Diyabetik retinopatinin retina damarlarının duvarında küçük balonlaşmalar ile başladığını ve ilerledikçe kanamalar, sinir liflerinde beslenme bozukluğu gibi durumların yaşandığını belirten Doç. Dr. Sızmaz, "Diyabetik retinopati kontrolsüz kalırsa kalıcı körlüğe yol açar ve halen dünyada önde gelen körlük nedenlerinden birisidir" dedi.
TANIDAN SONRAKİ 10 YILDA BELİRTİLER ÇIKIYOR
Tip I diyabet hastalarında tanıdan 20 yıl, Tip 2 diyabet hastalarında da tanıdan sonraki 10 yılda belirtilerin ortaya çıktığını bu nedenle diyabet tanısı alanların düzenli kontrollerini yaptırmasının büyük önem taşıdığını kaydeden Doç. Dr. Sızmaz, "Kan şekeri, sistemik kan basıncı, kan yağları ve böbrek fonksiyonlarının kontrol altında olması hastalığın ilerlemesini büyük oranda durdurmaktadır. Bu nedenle, hastaların göz kontrollerinin yanında sistemik yönden de düzenli kontrollerinin yapılması gerekmektedir" uyarısında bulundu.

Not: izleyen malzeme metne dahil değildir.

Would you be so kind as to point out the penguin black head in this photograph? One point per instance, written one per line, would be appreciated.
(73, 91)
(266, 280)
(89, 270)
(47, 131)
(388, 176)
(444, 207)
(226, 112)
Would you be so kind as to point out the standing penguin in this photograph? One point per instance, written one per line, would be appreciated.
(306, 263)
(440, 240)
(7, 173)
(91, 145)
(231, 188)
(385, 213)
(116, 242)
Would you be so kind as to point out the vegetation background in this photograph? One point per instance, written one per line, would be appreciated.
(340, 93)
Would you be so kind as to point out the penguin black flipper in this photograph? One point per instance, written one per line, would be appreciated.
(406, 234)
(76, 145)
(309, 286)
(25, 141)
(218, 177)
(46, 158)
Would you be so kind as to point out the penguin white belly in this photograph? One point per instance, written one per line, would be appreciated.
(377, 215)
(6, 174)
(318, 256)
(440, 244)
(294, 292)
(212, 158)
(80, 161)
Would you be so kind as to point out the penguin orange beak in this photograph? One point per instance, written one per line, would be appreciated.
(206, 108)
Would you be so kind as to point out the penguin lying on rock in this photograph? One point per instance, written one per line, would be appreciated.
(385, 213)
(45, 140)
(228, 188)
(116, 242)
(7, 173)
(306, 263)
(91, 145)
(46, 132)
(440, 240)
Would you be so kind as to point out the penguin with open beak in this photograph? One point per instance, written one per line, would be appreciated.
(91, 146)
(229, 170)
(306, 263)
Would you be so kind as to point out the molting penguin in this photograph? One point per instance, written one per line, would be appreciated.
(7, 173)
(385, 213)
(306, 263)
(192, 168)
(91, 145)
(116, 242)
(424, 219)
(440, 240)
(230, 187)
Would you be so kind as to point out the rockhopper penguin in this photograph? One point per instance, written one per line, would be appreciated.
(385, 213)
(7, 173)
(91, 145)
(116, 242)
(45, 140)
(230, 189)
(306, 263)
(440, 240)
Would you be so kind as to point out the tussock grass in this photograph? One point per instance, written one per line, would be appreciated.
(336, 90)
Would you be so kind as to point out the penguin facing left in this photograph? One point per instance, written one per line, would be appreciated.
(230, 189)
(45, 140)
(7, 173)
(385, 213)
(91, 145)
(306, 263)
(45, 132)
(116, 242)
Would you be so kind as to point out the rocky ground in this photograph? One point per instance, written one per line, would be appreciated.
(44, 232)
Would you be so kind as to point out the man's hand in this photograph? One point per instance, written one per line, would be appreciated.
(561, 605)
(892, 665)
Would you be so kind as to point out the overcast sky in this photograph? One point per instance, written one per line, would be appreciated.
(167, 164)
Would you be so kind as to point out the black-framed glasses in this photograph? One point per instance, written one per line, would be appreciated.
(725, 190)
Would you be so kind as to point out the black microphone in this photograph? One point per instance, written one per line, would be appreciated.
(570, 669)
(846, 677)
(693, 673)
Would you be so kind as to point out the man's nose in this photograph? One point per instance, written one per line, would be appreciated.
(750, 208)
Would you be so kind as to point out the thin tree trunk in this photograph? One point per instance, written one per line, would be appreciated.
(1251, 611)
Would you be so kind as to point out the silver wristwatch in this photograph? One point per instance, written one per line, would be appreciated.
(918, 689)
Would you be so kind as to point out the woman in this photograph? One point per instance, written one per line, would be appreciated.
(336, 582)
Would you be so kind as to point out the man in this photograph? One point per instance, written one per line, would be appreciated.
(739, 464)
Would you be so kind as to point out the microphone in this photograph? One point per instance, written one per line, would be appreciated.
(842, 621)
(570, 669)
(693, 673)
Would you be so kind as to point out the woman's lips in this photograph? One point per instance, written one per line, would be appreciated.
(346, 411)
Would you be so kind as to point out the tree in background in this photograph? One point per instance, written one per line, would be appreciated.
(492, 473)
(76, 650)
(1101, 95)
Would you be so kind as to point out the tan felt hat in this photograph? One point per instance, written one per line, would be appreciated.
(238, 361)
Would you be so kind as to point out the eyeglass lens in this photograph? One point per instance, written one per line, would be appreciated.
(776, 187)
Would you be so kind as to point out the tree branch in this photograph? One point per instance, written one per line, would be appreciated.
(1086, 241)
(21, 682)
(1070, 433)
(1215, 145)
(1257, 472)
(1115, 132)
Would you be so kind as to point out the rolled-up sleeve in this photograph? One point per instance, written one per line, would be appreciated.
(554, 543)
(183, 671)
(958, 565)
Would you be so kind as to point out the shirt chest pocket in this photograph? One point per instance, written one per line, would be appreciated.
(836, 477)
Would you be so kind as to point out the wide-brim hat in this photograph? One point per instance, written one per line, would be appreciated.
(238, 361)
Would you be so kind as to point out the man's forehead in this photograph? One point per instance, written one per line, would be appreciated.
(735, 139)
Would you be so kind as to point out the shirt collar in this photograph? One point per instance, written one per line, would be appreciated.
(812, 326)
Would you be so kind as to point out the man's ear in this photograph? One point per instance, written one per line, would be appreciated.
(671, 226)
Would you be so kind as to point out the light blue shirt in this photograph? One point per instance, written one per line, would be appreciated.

Göz bebeğinin, damla ile büyütülmesini takiben ayrıntılı bir göz dibi incelemesi yapıldığını söyleyen Doç. Dr. Sızmaz, erken dönemlerde tedavi uygulanmadan hastalığın takip edildiğini, gereken durumlarda da göz içi enjeksiyon yapıldığını kaydetti. Gözde yeni kan damarlarının oluştuğu evreye geçilmesi halinde de lazer fotokoagulasyon tedavisi uygulandığını kaydeden Sızmaz, "Diyabetik retinopatinin yaşam boyu takip ve tedavi rejimine çok sıkı uymayı gerektiren bir hastalık olduğu unutulmamalı. Hastaya, tedaviye uyum ile görme kaybının önüne geçileceği ve görmenin günlük yaşantıyı aksatmayacak düzeyde idame ettirilebileceği anlatılmalıdır" diye konuştu.